Nobel Laureate Borlaug, the first to publish on high-yield farming's implications for conservation, is now trying to create a Green Revolution for Africa. He says Africa could rapidly double its food output with available fertilizers, pesticides, and high-yield seeds. Unfortunately, foundation-funded activists, including Greenpeace, are opposing the modest use of such "inputs" that Africa must have to save room for its unique wildlife species.


Better farming through grants

Private companies have taken over some new high-yield research, especially in seed breeding and biotechnology, but the historic division of labour has been for government researchers to perform most basic research, with private companies focused on the applied research. With government funding off the table, there is serious uncertainty as to whether private companies can or will invest in enough basic science.

That question is so serious that the Rockefeller Foundation has re-entered the field, albeit in a relatively small way. The foundation has spent about $6 million per year for the last decade (a small fraction of its total grantmaking) for biotechnology programs including one for mapping the rice genome. Otherwise, Rockefeller feared, Third World food needs would be left out of the biotechnology revolution.

The Rockefeller project is tightly focused, but it is helping fund more than 300 researchers in agricultural biotechnology scattered all over the world. Mapping the rice genome will provide a basis for a range of future biotech research projects in support of increased Third World food production.

The McKnight Foundation, established by the founder of 3M, is also funding agricultural biotechnology through co-projects that involve both US and Third World research institutions. McKnight is offering about $2 million per year, or 3 percent of its grant money. Not to be left out, the W.K. Kellogg Foundation recently recommitted itself to agricultural development projects in the Southern Cone of Africa.

To date, however, private philanthropic efforts have been nowhere near large enough to offset the flight of public funding from intensive farming. The Third World research centres have gone through a massive downsizing, even as research costs have dramatically increased.


What should philanthropy do?

Basic research may be the single most neglected area of farm science. Foundations could assemble panels of agricultural experts to identify critical areas of basic research need, and offer competitive multi-year grants to agricultural research institutions. (The McKnight Foundation recently received more than 450 applications for nine available grants, indicating the intensity of the interest.)

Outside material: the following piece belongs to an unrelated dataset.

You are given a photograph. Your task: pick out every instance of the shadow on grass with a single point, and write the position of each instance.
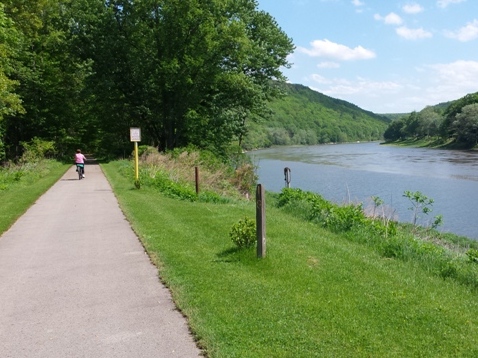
(233, 254)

A foundation not accustomed to funding research could try to help improve the public-opinion climate for high-yield farming. The David Brinkley "infomercials" for Archer Daniels Midland, a grain and oilseed processing company, offer good examples. These spots use a respected public figure to point out the human and environmental benefits of high yields. They're positive and non-confrontational. There is also a critical need for a foundation to fund a documentary-length debate on the merits of intensive farming.

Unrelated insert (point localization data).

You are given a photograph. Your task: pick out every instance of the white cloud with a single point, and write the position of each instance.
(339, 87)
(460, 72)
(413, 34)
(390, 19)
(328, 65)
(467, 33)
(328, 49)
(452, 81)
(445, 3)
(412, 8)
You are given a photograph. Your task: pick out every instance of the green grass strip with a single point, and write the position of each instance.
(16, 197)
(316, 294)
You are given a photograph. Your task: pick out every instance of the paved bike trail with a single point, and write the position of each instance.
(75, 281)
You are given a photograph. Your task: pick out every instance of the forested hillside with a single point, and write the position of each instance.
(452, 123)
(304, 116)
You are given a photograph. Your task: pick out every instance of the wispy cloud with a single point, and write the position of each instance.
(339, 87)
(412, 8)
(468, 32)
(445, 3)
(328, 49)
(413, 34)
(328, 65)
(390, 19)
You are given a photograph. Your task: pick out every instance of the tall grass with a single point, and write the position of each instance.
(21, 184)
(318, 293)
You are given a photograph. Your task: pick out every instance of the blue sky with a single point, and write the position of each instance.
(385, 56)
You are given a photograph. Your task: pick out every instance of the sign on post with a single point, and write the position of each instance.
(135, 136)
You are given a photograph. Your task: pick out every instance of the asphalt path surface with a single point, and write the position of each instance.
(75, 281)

After decades of foundation support, high-yield farming has become a kind of philanthropic ghost town. Yet there's a broad opportunity and an urgent need. Private philanthropy started the first Green Revolution. Now it's needed to help carry forward the second one.

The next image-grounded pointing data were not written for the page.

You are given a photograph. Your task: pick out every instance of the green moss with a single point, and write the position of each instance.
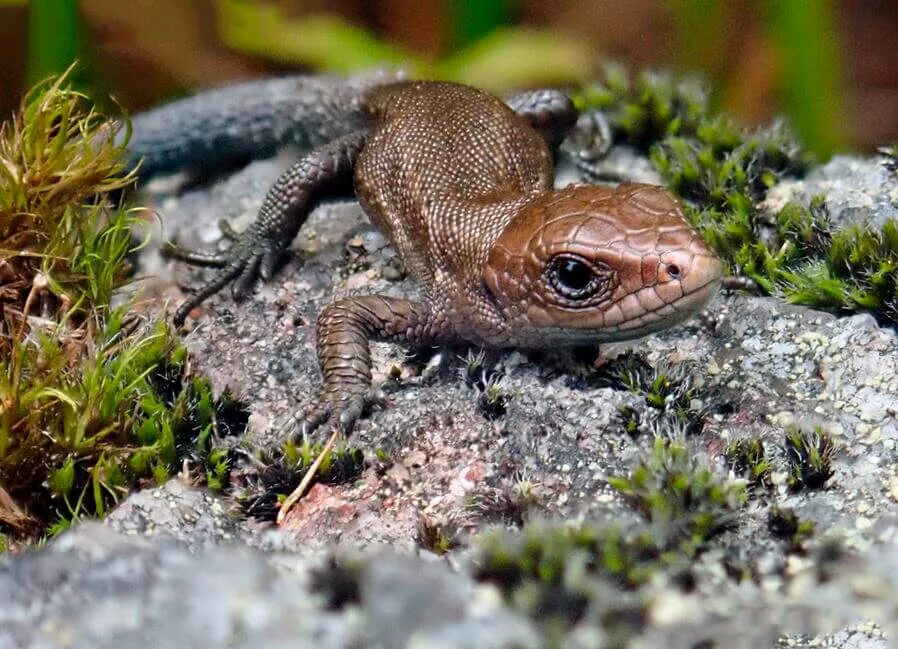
(723, 171)
(677, 405)
(93, 400)
(562, 576)
(810, 456)
(592, 574)
(679, 495)
(437, 535)
(785, 524)
(748, 460)
(261, 486)
(890, 157)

Dennis T. Avery is Director of the Center for Global Food Issues (CGFI) for the Hudson Institute of Indianapolis. He was formerly the senior agricultural analyst for the US Department of State. He is the author of Saving the Planet with Pesticides and Plastic (Hudson Institute). CGFI has received two small donations from the Albert N. Andreas Foundation and Archer Daniels Midland (ADM), and Dr. Avery has served as an unpaid advisor to ADM.